Interior Dept: Sequestration is going to mean less firefighting, you know

posted at 7:31 pm on May 13, 2013 by Erika Johnsen

Just in case you thought the administration had finished drumming up frightening reasons for why Congress really needs to get their stuff together and undo sequestration, never fear. The past few summers, we’ve watched some truly catastrophic wildfires rage across the American landscape, and the Departments of Interior and Agriculture would like you to know that because of these automatic budget cuts, they’re going to be rather hard-pressed to find the adequate resources to mitigate the next round:

After another dry winter across much of the West, fire officials are poised for a tough wildfire season that will be even more challenging because federal budget cuts mean fewer firefighters on the ground, Interior Secretary Sally Jewell said Monday. …

They also will have fewer resources to use on strategies designed to reduce future fire potential, such as prescribed burns and reseeding.

“We will fight the fires and we will do them safely,” Jewell said. “But the resources will go to suppression, which is not ideal. What you’re not doing is putting the resources in place to thoughtfully manage the landscape for the future.”

Jewell spent the past two days touring the National Interagency Fire Center in Boise, the government’s national wildfire nerve center. She was joined by U.S. Agriculture Secretary Tom Vilsack, who said the U.S. Forest Service alone will hire 500 fewer firefighters and deploy 50 fewer engines this season.

“Thoughtfully manage the landscape for the future”? …Well, that’s mighty rich, considering that decades of poor government policies are directly responsible for the utterly havoc-wreaking nature of many of these recent fires. The federal government has performed some truly spectacular mismanagement of the public estate over the years, all thanks to a large bureaucracy subject to the lobbying of well-meaning but wildly mistaken environmentalists as well as the inherent flaws of central planning and collective ownership. I’m revisiting this piece from the Property and Environment Research Center, but it is just as true as ever:

In the late-1980s, for instance, timber harvesting off national forest land came to a nearly complete halt as a result of court injunctions precipitated in the Pacific Northwest. Litigation by environmentally conscious lobbying groups, specifically over concerns of habitat destruction for endangered species, made large-scale timber harvest a thing of the past.
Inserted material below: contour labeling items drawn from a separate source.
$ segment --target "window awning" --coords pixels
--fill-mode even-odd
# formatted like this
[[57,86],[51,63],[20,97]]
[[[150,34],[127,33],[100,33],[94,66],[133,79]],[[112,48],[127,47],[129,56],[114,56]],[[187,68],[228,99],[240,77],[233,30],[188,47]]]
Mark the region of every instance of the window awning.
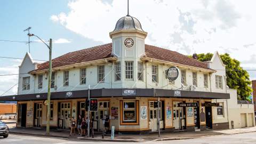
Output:
[[[154,89],[101,89],[90,90],[90,98],[161,97],[184,99],[229,99],[229,93]],[[51,99],[85,99],[88,90],[51,93]],[[30,101],[47,99],[47,93],[0,97],[0,101]]]

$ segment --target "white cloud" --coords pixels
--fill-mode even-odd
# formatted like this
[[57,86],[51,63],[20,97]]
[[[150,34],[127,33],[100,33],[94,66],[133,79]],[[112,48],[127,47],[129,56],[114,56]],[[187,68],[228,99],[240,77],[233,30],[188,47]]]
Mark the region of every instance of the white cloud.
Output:
[[71,41],[70,41],[69,40],[65,38],[62,38],[53,41],[53,43],[55,43],[55,44],[62,44],[62,43],[71,43]]
[[[109,33],[126,14],[126,1],[72,1],[50,18],[84,37],[111,42]],[[148,33],[146,43],[184,54],[229,52],[241,61],[256,54],[254,1],[130,1],[130,14]],[[249,54],[250,55],[249,55]],[[252,59],[254,60],[254,59]],[[255,63],[253,61],[252,63]],[[242,62],[243,64],[243,62]]]

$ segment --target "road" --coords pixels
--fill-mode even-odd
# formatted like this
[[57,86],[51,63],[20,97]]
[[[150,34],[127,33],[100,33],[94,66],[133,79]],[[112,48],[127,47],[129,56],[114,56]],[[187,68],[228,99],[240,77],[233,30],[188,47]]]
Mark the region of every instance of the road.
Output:
[[[98,143],[99,141],[86,141],[77,139],[61,139],[50,137],[38,137],[17,134],[10,134],[7,138],[0,138],[0,144],[29,144],[29,143],[49,143],[49,144],[75,144],[75,143]],[[102,144],[131,143],[132,142],[100,142]],[[212,144],[212,143],[255,143],[256,132],[236,134],[233,135],[218,135],[207,137],[197,139],[180,140],[149,141],[145,142],[134,142],[133,143],[157,144],[157,143],[177,143],[177,144]]]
Grazing permits likewise encountered a dramatic decline for similar reasons. Combined with an aggressive thirty-year campaign of actively putting out all fires (is there any more iconic mascot than Smoky the Bear?), these actions led predictably to a dramatic increase in forest-density and ground cover.

Forest density and ground cover is called “habitat” by the green contingent, “fuel-load” by their brown compatriots. And, of course, there is an element of truth in each view, often masking personal preferences and economic agendas. But the point is this: the kind of see-sawing policy shifts which encouraged dramatic, perhaps unsustainable, increases in extractive uses in the early 1980s was followed by dramatic, perhaps unconscionable, reductions in these uses a decade later. These market-insulated policy shifts were not based on good information (which markets are extraordinarily good at projecting), but on politics and the relative power of lobbying those in control. The short-term increases in forest habitat resulting from reduced extraction charged the pan for the tremendous blazes we have encountered in the past decade.

Slow-moving bureaucracies operating with top-down fiat, political influences, and imperfect knowledge is a reliably poor recipe for efficient and responsive environmental stewardship. If ever there was a prime example of precisely why the federal government does need to be trimmed down, this is it — and in the meantime, let’s not forget that it was President Obama who declined to give federal agencies more flexibility with their sequester-spending cuts in order to bring about the most visible consequences possible.